Infrastructure as Code with Terraform - Street Ops¶

What experienced Terraform operators know that tutorials don't teach.

Incident Runbooks¶

State File Corruption or Loss¶

1. If using remote backend with versioning (S3):
   - Check S3 bucket versioning: list previous versions of the state file
   - Restore the most recent valid version
   aws s3api list-object-versions --bucket my-terraform-state --prefix prod/terraform.tfstate
   aws s3api get-object --bucket my-terraform-state --key prod/terraform.tfstate \
     --version-id <version-id> recovered.tfstate

2. If state is truly lost:
   - DON'T panic. Infrastructure still exists, you just lost the mapping.
   - Use terraform import to rebuild state:
     terraform import aws_instance.web i-0abc123def456
     terraform import aws_vpc.main vpc-0abc123
   - For large environments, use terraformer or aztfexport to generate config + state
   - After import, run terraform plan to verify no changes are planned

3. Prevention:
   - Always use remote backend with versioning
   - Enable state locking (DynamoDB for S3, built-in for Terraform Cloud)
   - Never edit state files manually (use terraform state commands)
   - Back up state before risky operations:
     terraform state pull > backup-$(date +%Y%m%d).tfstate

Drift Detection and Reconciliation¶

1. Detect drift:
   terraform plan
   # If someone changed infrastructure outside Terraform, you'll see
   # unexpected changes: "~ resource will be updated" or
   # resources showing changes you didn't make

2. Understand the drift:
   - Was it an intentional change by another team? (Coordinate, don't overwrite)
   - Was it an auto-scaling event or AWS service behavior?
   - Was it a manual hotfix during an incident?

3. Reconcile:
   Option A: Accept the drift (update your config to match reality)
     - Edit .tf files to match the current state of infrastructure
     - Run terraform plan to verify "No changes"

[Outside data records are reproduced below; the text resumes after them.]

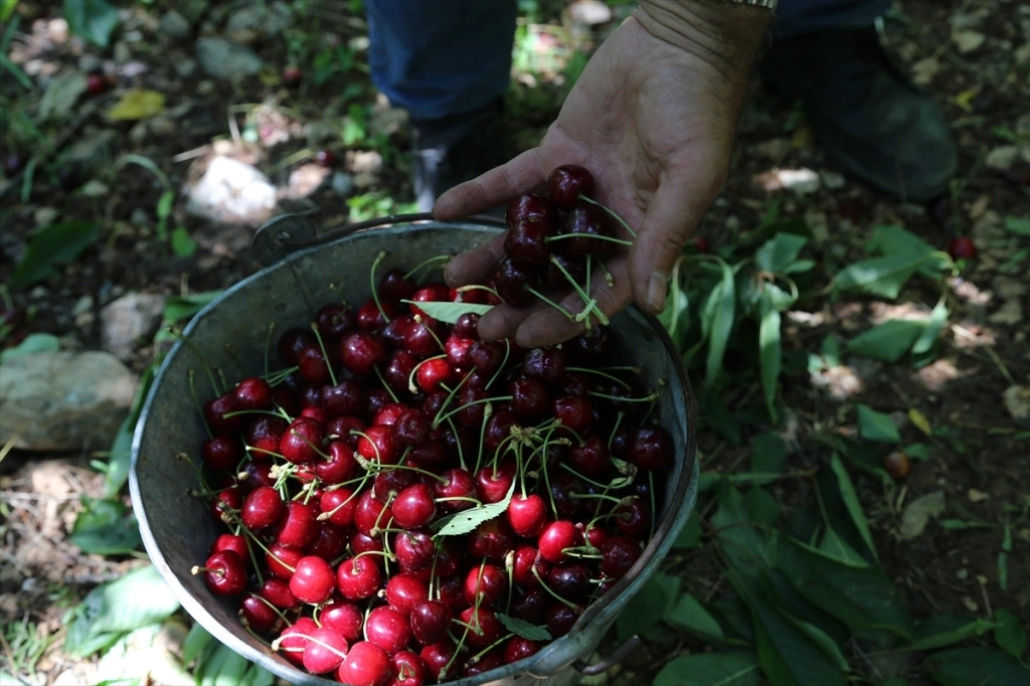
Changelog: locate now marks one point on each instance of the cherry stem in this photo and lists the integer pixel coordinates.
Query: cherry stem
(544, 585)
(385, 385)
(647, 399)
(426, 263)
(587, 301)
(372, 278)
(268, 344)
(610, 211)
(193, 391)
(321, 346)
(586, 237)
(550, 302)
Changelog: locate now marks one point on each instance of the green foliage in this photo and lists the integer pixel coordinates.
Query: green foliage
(58, 243)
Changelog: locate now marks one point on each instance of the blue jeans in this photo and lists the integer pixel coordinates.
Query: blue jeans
(440, 58)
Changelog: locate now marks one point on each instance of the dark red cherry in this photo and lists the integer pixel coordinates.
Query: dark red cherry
(651, 448)
(567, 183)
(512, 280)
(529, 205)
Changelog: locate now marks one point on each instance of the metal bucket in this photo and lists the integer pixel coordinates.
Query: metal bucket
(178, 528)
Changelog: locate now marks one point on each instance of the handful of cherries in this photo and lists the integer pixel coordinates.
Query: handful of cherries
(409, 504)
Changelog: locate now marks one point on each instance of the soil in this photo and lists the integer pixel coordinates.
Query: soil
(979, 460)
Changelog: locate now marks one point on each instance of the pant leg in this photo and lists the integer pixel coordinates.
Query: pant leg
(799, 16)
(438, 58)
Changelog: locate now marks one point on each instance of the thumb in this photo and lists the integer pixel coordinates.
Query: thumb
(672, 216)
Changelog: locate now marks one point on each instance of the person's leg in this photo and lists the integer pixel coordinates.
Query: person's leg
(447, 62)
(865, 111)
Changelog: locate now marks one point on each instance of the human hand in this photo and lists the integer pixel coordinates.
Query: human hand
(653, 117)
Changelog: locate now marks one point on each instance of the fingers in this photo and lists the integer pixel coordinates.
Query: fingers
(476, 266)
(671, 218)
(493, 187)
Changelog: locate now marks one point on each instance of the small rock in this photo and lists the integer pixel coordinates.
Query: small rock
(221, 59)
(231, 192)
(129, 319)
(174, 25)
(976, 495)
(64, 401)
(1017, 400)
(590, 12)
(967, 41)
(832, 180)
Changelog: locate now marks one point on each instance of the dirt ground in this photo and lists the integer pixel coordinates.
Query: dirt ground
(980, 461)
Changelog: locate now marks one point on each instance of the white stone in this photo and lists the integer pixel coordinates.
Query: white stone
(64, 401)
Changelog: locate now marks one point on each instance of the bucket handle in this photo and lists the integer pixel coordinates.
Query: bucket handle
(619, 654)
(287, 233)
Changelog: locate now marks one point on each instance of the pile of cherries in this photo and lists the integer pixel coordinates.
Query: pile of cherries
(556, 241)
(409, 504)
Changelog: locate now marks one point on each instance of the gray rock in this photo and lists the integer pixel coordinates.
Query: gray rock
(174, 25)
(64, 401)
(231, 192)
(222, 59)
(128, 320)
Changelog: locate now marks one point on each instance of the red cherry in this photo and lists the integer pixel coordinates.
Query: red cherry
(366, 664)
(313, 582)
(554, 539)
(414, 507)
(324, 651)
(357, 578)
(567, 183)
(484, 585)
(262, 508)
(225, 573)
(387, 628)
(526, 515)
(962, 248)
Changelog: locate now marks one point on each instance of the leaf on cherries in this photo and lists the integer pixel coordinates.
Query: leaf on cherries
(524, 628)
(449, 312)
(466, 521)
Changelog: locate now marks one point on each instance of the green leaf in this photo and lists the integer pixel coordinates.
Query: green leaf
(975, 666)
(768, 453)
(183, 307)
(644, 611)
(890, 341)
(874, 425)
(718, 322)
(182, 243)
(879, 276)
(1018, 226)
(467, 520)
(32, 344)
(690, 535)
(105, 527)
(57, 243)
(928, 338)
(770, 353)
(1008, 633)
(687, 614)
(524, 628)
(850, 498)
(780, 252)
(135, 601)
(731, 669)
(449, 312)
(945, 630)
(93, 20)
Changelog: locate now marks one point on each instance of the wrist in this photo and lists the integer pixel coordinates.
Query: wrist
(726, 35)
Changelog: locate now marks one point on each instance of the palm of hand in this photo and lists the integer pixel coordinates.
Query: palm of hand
(655, 127)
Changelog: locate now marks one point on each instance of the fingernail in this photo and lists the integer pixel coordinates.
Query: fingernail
(656, 289)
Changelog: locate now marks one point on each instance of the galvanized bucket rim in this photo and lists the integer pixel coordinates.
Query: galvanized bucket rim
(623, 590)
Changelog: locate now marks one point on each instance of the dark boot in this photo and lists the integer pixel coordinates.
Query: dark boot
(454, 149)
(866, 113)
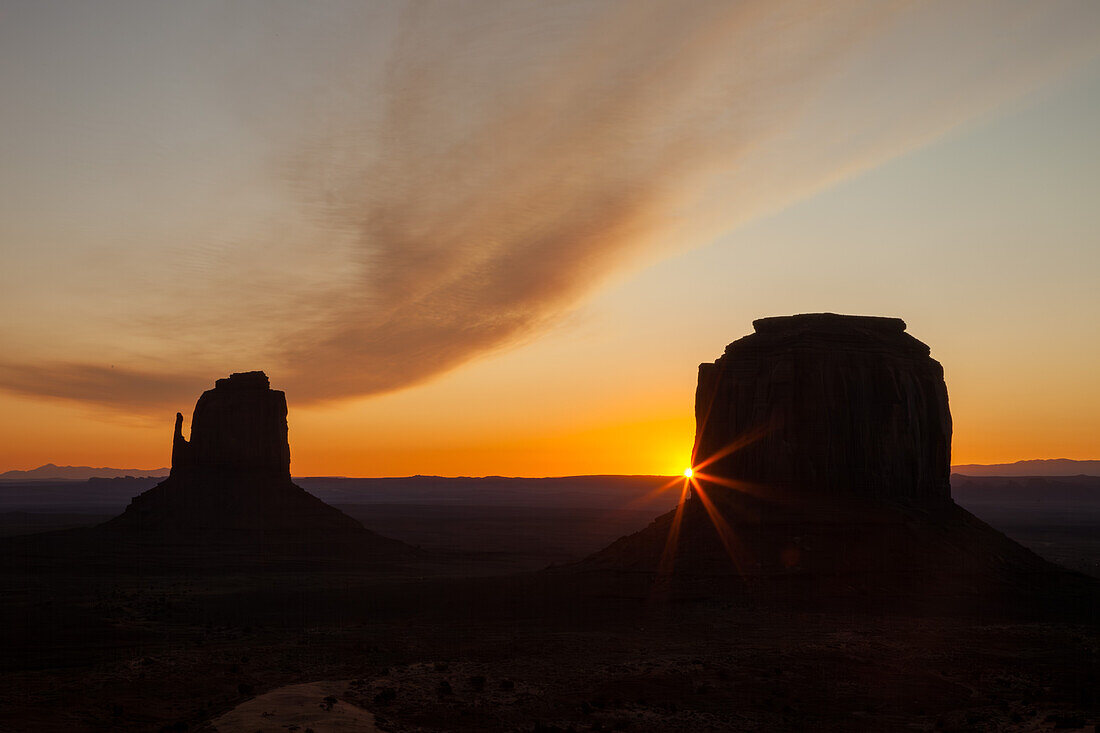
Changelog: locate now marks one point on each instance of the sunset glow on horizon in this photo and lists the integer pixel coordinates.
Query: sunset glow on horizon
(474, 242)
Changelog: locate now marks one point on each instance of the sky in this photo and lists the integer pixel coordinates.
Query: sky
(481, 238)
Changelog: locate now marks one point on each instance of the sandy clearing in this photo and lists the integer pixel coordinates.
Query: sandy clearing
(301, 706)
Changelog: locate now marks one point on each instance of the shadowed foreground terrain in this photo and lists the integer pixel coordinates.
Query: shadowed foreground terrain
(767, 599)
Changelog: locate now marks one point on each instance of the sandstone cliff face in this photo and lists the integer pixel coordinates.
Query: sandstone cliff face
(823, 404)
(239, 426)
(230, 484)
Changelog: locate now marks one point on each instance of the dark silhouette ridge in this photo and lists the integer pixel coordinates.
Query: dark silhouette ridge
(828, 405)
(822, 471)
(230, 484)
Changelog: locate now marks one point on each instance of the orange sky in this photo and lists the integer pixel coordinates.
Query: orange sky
(468, 242)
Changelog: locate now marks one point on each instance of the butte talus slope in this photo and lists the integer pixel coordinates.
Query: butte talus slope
(822, 469)
(230, 484)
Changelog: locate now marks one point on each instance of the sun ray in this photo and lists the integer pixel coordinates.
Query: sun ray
(660, 490)
(669, 555)
(739, 442)
(725, 532)
(744, 487)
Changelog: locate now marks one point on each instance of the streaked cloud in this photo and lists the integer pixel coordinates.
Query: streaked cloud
(469, 178)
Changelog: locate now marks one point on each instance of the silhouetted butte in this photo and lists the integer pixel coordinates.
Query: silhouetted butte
(230, 484)
(822, 469)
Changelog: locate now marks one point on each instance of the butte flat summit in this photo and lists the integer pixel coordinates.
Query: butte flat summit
(822, 469)
(230, 485)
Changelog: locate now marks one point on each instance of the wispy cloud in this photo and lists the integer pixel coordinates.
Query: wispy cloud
(514, 156)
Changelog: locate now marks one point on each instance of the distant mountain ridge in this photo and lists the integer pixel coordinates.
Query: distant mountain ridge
(52, 472)
(1035, 467)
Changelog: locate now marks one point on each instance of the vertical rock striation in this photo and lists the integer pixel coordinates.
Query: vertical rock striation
(827, 405)
(822, 471)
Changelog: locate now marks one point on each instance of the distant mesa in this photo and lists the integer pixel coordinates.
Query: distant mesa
(230, 483)
(845, 406)
(1041, 467)
(52, 472)
(822, 466)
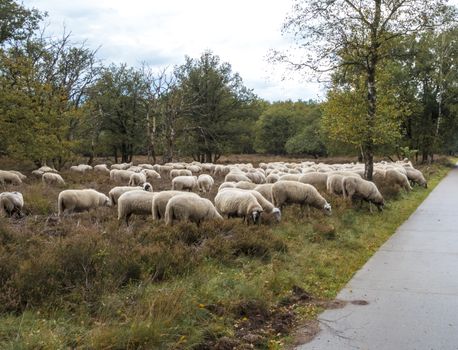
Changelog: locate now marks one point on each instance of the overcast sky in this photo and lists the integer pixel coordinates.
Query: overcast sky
(162, 32)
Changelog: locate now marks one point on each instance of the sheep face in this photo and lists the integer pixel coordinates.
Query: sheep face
(327, 209)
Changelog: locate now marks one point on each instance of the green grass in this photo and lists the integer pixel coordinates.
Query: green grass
(88, 283)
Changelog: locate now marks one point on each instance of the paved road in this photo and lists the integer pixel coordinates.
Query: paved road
(411, 285)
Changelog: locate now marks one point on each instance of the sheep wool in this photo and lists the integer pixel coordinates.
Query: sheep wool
(185, 207)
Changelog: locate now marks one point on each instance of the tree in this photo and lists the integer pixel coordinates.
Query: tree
(217, 96)
(347, 33)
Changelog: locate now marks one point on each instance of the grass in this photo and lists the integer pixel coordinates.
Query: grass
(88, 282)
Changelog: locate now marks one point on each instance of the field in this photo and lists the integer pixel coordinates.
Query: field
(91, 282)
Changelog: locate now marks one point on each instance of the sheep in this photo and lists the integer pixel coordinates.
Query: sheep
(160, 201)
(80, 200)
(317, 180)
(137, 179)
(120, 175)
(265, 190)
(185, 207)
(266, 205)
(416, 176)
(137, 202)
(101, 168)
(205, 182)
(236, 177)
(52, 179)
(180, 172)
(238, 204)
(353, 187)
(284, 192)
(244, 185)
(9, 178)
(182, 183)
(11, 203)
(116, 192)
(151, 174)
(18, 173)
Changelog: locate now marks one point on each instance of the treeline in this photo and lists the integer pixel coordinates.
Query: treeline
(58, 102)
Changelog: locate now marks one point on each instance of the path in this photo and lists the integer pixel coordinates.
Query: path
(411, 285)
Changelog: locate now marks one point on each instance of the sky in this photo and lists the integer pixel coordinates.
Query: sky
(161, 33)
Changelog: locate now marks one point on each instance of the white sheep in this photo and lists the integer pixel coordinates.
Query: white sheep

   Option B: Revert the drift (let Terraform enforce the config)
     - Run terraform apply to push infrastructure back to config state
     - CAUTION: this may cause downtime if the drift was a scaling change

   Option C: Import and refactor
     - terraform state show aws_instance.web  # See current state
     - Update config to reflect desired state
     - terraform plan to verify

4. Prevention:
   - Run terraform plan in CI on a schedule (drift detection job)
   - Use Terraform Cloud or Spacelift for automatic drift detection
   - Establish team policy: all changes through Terraform, no console clicks

Importing Existing Resources¶

1. When you need to import:
   - Migrating from console-managed to Terraform-managed infrastructure
   - Someone created resources manually that should be in code
   - After a state loss recovery

2. Import workflow:
   # Step 1: Write the resource config (empty or partial is OK to start)
   resource "aws_instance" "legacy_web" {
     # Will be filled in after import
   }

   # Step 2: Import
   terraform import aws_instance.legacy_web i-0abc123def456

   # Step 3: Run plan to see what config is needed
   terraform plan
   # Terraform shows what attributes differ from your empty config

   # Step 4: Fill in the config to match the imported state
   # Copy attribute values from terraform state show output

   # Step 5: Verify
   terraform plan
   # Should show "No changes" when config matches state

3. Bulk import (Terraform 1.5+):
   import {
     to = aws_instance.legacy_web
     id = "i-0abc123def456"
   }

   # Generate config automatically:
   terraform plan -generate-config-out=generated.tf

4. Gotchas:
   - Not all resources support import (check provider docs)
   - Import only updates state, not your config files
   - Some attributes are computed (you can't set them in config)
   - After import, always verify with terraform plan

State Surgery¶

When you need to manipulate state directly:

# Move a resource (rename or restructure)
terraform state mv aws_instance.old_name aws_instance.new_name
terraform state mv module.old_module.aws_instance.web module.new_module.aws_instance.web

# Remove a resource from state (Terraform forgets it, doesn't destroy it)
terraform state rm aws_instance.temp_server
# Use case: you want to stop managing a resource without destroying it

# List all resources in state
terraform state list

# Show details of a resource
terraform state show aws_instance.web

# Replace a provider (namespace changes, forks)
terraform state replace-provider hashicorp/aws registry.example.com/aws

CAUTION: Always backup state before surgery:
terraform state pull > backup.tfstate

Workspace Patterns¶

1. CLI workspaces (built-in):
   terraform workspace new staging
   terraform workspace new production
   terraform workspace select staging
   terraform workspace list

   # Use in config:
   resource "aws_instance" "web" {
     instance_type = terraform.workspace == "production" ? "t3.large" : "t3.micro"
     tags = { Environment = terraform.workspace }
   }

   Downside: all workspaces share the same config. Differences are only
   in variable values. Fine for simple cases, fragile for complex ones.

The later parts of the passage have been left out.